# SMSF & Commercial Property Funds



## galumay (26 August 2014)

I am considering investing some of our SMSF funds into a commercial property fund, AMP Capital offer their Wholesale Australian Property Fund and companies like Charter Hall and Arena offer similar funds.

The problem I am having is finding a good resource for researching and comparing commercial property funds in Australia, does anyone have any suggestions for me?


----------



## pixel (26 August 2014)

galumay said:


> I am considering investing some of our SMSF funds into a commercial property fund, AMP Capital offer their Wholesale Australian Property Fund and companies like Charter Hall and Arena offer similar funds.
> 
> The problem I am having is finding a good resource for researching and comparing commercial property funds in Australia, does anyone have any suggestions for me?




In spite of your avatar - which suggests a certain computer background - I suppose you want to compare the funds on "fundamental" property valuation, right?
You could start with http://www.tradingroom.com.au/apps/mkt/industrylisting.ac?code=4040 and import it into Excel. Then sort the list by various columns that match your criteria. 

Being more technically inclined, I would stick the "Investment-grade" stocks into a watchlist and analyse each stock's chart with my "favourite" template on a weekly, daily, or possibly even Intraday chart.
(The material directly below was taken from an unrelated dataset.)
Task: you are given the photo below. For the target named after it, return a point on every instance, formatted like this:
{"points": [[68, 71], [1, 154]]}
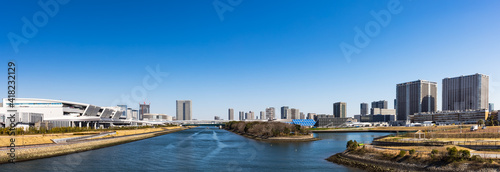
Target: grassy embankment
{"points": [[270, 131], [449, 158], [23, 154], [24, 138]]}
PS: If you want to go one level deeper and pick/ choose specific funds that are offered by those listed R/E companies, you'll probably need to build a list yourself. I am not aware of a website that does for discrete funds what sites like InfoChoice do for term deposits, insurance, or mortgage offers. (Doesn't mean there is none though. Happy hunting  )


----------



## galumay (26 August 2014)

pixel said:


> In spite of your avatar - which suggests a certain computer background - I suppose you want to compare the funds on "fundamental" property valuation, right?
> You could start with http://www.tradingroom.com.au/apps/mkt/industrylisting.ac?code=4040 and import it into Excel. Then sort the list by various columns that match your criteria.
> 
> Being more technically inclined, I would stick the "Investment-grade" stocks into a watchlist and analyse each stock's chart with my "favourite" template on a weekly, daily, or possibly even Intraday chart.
> ...




Thanks for the prompt reply Pixel, yes, i own an Apple Store! (and a coffee roastery, hence the avatar). 
That link gives me listed funds, I was more interested in the unlisted ones. While I dont use a technical analysis approach, I am not sure what a 'fundamental' valuation of such instruments would look like anyway!! 

You have hit the nail on the head, I am really looking for a website/forum or similar resource for comparing the unlisted property funds that SMSF's may have access to. A forlorn search I suspect!


----------